Ghosts from the past

I have a large library of musical scores, thanks in part to the foresight and generosity of my parents during my teens, and after that to the foresight and generosity of Visa and MasterCard. Now that so many useful scores (and quite a lot of useless ones, too) are available as free downloads from the International Music Score Library Project, many musicians’ libraries are chiefly composed of pieces of 8.5 x 11 photocopy paper. Leaving aside the issue of how important it is to use good scholarly editions, one of the problems with this is that regular paper degrades far faster than the high-quality paper used by music publishers, but what does it matter, as long as we can continue to replace it with another print-out?

It’s always more satisfying, though, to work from the larger paper sizes and better printing quality of a “real” score, which is why I use them whenever I can. What’s more, they somehow seem more…human to me. Sometimes I pick up a score I’ve had for many years, and feel a little jolting shock at the handwriting in them. In most cases, it’s my own–the rounded printing of my early teens, or my messier undergraduate scribble. Other times, it’s the handwriting of my teachers.

I had just such a shock this morning when I picked up my score of Prokofiev’s cello sonata, which I haven’t played for five years, so that I could start practising it for an upcoming recital with Rajung Yang. I’d first learned it at the age of 19 with my beloved, recently-deceased teacher Alexander Ivashkin, and there, all over the cello part, was his distinctive sloping handwriting. He’d scrawled Prokofiev’s inscription from the manuscript source (“Mankind sounds very proud!”) at the top of the page. Elsewhere were his instructions: “Higher position!”, “Unexpected”, “Precise”, and so on. “Release overtones,” he wrote, next to the pizzicato chords at the start of the second movement.

You can imagine the effect this had on me. After I’d dispensed with several tissues, I set to work on practising the piece, to honour Alexander Vassilievich’s memory as much as to prepare myself for the recital. That was when I realized how much I’d internalized his instructions. “Crazy bells” was how he described the frantic passage at the end of the first movement.

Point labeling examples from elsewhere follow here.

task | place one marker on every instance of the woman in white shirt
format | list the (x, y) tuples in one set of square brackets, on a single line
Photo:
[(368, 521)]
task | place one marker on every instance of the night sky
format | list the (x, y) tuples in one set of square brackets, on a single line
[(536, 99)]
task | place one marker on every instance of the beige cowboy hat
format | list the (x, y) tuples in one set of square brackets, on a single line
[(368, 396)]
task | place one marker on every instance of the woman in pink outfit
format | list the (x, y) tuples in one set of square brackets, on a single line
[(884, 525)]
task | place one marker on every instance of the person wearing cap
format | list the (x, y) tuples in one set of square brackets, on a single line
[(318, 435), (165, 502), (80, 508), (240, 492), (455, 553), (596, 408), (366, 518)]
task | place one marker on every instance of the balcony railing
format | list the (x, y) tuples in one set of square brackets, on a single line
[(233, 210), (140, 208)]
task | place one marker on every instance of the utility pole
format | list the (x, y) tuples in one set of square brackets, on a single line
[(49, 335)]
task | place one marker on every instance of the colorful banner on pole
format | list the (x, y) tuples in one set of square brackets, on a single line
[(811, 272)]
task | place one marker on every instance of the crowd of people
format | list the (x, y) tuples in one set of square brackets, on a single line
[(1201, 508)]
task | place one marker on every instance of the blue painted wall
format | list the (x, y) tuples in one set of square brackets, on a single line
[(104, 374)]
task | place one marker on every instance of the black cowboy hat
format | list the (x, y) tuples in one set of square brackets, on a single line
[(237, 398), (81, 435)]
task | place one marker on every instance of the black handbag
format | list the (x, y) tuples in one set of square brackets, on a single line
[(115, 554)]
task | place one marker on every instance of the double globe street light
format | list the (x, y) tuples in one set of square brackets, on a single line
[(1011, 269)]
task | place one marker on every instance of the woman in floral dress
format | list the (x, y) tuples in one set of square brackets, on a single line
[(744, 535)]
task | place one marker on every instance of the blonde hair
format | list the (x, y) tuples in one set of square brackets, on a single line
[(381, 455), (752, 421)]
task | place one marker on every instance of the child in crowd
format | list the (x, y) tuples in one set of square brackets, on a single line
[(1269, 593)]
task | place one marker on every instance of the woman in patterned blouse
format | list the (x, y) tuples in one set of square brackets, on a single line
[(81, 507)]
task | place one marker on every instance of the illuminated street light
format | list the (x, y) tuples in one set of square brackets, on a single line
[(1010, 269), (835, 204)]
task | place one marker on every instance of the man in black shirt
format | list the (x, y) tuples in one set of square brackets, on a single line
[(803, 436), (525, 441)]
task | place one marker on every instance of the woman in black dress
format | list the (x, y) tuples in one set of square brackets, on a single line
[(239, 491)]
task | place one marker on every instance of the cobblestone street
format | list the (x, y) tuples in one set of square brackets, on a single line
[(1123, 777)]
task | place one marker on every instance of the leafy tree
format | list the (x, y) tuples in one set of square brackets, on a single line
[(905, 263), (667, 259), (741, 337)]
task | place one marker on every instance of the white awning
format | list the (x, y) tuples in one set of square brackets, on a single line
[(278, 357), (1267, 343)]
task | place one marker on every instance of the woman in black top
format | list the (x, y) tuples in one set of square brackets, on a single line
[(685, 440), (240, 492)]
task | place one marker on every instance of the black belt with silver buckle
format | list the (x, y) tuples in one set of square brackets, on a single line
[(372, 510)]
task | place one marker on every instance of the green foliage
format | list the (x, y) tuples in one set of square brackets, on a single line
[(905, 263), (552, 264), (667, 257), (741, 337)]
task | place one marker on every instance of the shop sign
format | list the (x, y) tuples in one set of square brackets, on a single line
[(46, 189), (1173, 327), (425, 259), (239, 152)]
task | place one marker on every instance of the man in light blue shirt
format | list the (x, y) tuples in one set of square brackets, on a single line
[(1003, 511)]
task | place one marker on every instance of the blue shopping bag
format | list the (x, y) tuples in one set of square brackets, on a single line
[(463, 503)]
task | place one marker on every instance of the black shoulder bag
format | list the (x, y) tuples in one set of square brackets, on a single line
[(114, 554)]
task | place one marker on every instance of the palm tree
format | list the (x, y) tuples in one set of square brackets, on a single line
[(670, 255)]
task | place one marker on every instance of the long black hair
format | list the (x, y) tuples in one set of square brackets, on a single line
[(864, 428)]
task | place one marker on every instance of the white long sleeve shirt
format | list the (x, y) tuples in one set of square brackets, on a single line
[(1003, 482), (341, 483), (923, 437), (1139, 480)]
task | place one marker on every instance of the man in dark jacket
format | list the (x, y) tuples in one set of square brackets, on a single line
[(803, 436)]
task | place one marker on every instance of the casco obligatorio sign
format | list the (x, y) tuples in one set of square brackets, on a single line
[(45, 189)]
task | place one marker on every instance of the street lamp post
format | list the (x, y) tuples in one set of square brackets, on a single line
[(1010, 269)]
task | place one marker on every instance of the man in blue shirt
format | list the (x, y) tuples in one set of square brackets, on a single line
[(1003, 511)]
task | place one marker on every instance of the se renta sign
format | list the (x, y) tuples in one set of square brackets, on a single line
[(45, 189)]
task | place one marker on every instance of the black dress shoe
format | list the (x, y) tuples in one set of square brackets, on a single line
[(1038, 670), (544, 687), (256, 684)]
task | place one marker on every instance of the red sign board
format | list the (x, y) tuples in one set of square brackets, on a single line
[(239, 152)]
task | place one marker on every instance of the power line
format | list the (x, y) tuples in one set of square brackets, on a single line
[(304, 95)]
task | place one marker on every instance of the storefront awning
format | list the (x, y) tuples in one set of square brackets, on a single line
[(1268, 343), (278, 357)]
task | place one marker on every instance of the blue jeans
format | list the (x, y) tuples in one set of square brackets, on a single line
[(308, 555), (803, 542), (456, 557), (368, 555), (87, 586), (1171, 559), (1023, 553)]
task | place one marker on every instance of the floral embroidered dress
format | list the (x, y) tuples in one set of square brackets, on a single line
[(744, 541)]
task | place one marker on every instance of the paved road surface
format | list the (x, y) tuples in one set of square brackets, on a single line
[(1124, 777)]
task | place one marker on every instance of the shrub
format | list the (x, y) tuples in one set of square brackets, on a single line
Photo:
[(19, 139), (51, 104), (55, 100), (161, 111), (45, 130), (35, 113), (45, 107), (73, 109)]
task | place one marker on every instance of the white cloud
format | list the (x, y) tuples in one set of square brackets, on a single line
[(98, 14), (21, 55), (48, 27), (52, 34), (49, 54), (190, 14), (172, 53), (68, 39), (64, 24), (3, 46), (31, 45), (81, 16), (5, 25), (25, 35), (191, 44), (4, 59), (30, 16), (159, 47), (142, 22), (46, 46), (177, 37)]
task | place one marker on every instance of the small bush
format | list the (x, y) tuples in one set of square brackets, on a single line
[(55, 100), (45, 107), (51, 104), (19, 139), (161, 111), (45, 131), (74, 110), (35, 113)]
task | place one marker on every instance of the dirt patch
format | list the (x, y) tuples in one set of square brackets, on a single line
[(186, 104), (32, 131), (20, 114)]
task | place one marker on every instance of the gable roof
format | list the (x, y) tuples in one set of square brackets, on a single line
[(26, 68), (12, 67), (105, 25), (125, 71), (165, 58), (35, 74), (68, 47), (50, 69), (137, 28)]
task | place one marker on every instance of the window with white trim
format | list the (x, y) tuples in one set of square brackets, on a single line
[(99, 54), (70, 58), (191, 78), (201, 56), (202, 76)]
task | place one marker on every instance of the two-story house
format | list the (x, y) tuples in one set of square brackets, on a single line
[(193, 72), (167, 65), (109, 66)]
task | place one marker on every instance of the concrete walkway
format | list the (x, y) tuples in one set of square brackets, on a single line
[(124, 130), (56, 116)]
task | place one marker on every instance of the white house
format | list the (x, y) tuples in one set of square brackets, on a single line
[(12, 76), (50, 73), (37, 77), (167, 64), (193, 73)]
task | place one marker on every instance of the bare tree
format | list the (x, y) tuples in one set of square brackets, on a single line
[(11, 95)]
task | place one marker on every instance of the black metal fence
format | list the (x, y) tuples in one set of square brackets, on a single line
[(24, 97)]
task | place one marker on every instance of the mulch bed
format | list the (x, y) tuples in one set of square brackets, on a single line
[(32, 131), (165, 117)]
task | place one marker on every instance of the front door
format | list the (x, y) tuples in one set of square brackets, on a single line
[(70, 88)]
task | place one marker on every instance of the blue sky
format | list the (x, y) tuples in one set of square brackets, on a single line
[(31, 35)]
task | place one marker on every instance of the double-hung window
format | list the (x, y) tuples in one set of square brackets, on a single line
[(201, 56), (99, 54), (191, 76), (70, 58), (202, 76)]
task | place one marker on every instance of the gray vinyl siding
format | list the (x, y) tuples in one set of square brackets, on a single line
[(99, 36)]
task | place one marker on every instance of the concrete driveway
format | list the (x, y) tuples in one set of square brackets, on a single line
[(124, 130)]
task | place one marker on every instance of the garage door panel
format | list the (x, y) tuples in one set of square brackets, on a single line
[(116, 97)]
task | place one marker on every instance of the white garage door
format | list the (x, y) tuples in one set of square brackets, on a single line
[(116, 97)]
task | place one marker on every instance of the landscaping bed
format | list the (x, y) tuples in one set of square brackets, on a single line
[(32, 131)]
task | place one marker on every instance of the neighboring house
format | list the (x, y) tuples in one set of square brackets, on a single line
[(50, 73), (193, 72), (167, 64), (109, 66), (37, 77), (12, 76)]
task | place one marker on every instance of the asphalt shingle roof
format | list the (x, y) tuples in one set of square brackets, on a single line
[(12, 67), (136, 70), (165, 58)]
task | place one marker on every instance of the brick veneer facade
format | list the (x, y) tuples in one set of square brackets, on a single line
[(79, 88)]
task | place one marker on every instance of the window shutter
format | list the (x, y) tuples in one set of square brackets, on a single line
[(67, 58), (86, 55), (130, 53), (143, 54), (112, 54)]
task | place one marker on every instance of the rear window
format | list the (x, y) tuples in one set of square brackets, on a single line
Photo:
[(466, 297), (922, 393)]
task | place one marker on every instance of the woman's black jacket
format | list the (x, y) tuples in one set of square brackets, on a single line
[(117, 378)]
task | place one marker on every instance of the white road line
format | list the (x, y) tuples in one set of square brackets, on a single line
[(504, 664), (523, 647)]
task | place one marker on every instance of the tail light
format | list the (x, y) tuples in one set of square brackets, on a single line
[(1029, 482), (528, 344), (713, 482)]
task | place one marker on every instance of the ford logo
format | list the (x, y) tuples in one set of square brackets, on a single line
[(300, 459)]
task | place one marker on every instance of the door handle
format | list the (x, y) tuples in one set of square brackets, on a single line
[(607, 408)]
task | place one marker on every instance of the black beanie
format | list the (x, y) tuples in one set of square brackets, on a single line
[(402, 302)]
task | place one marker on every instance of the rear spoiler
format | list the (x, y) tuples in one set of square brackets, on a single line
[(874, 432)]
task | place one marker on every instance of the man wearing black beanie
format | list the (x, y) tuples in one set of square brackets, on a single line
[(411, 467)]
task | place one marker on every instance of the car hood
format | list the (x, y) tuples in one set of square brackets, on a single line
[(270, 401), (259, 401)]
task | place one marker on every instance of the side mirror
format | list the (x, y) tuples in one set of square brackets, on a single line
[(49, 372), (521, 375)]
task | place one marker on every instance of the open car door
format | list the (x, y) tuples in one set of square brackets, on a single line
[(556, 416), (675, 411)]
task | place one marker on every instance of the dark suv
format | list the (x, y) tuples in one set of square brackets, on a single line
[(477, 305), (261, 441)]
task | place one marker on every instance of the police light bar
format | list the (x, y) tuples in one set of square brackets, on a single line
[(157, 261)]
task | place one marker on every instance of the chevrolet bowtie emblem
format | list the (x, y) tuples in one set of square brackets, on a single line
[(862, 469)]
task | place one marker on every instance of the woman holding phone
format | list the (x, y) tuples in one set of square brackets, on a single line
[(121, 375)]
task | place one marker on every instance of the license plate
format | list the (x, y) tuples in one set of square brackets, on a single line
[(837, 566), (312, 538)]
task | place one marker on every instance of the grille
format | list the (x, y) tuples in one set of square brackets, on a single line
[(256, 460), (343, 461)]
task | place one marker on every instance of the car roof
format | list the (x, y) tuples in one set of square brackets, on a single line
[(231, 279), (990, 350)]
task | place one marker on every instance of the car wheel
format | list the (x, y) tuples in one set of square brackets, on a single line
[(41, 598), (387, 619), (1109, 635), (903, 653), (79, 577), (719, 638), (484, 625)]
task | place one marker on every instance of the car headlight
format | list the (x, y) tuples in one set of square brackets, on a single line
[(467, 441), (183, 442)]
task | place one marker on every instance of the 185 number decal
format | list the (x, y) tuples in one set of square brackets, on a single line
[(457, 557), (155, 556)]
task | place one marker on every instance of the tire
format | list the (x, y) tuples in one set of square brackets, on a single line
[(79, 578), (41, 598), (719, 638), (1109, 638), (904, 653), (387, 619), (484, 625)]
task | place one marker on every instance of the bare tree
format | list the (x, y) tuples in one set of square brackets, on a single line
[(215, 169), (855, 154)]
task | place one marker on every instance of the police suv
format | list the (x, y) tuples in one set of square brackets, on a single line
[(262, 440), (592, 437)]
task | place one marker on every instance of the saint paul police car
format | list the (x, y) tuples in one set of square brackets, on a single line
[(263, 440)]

A passage from the third was, in his words, “boats on the water.” Every detail of our lessons on Prokofiev came back to me–the tone of his voice, his rapid speech when he got excited, the inclination of his head, his elegant tweed coat, his shaking fist in the air when he was frustrated with me–with the startling appearance of a ghost from the past.

Like the place in the last movement of Shostakovich’s Second Cello Concerto, where–without any kind of warning–the composer suddenly launches into a quotation from the overture to Mussorgsky’s Boris Godunov, a shock of recognition reminds us of our old ghosts, where we came from, and what we’ve become. How I miss him, my teacher, my musical father.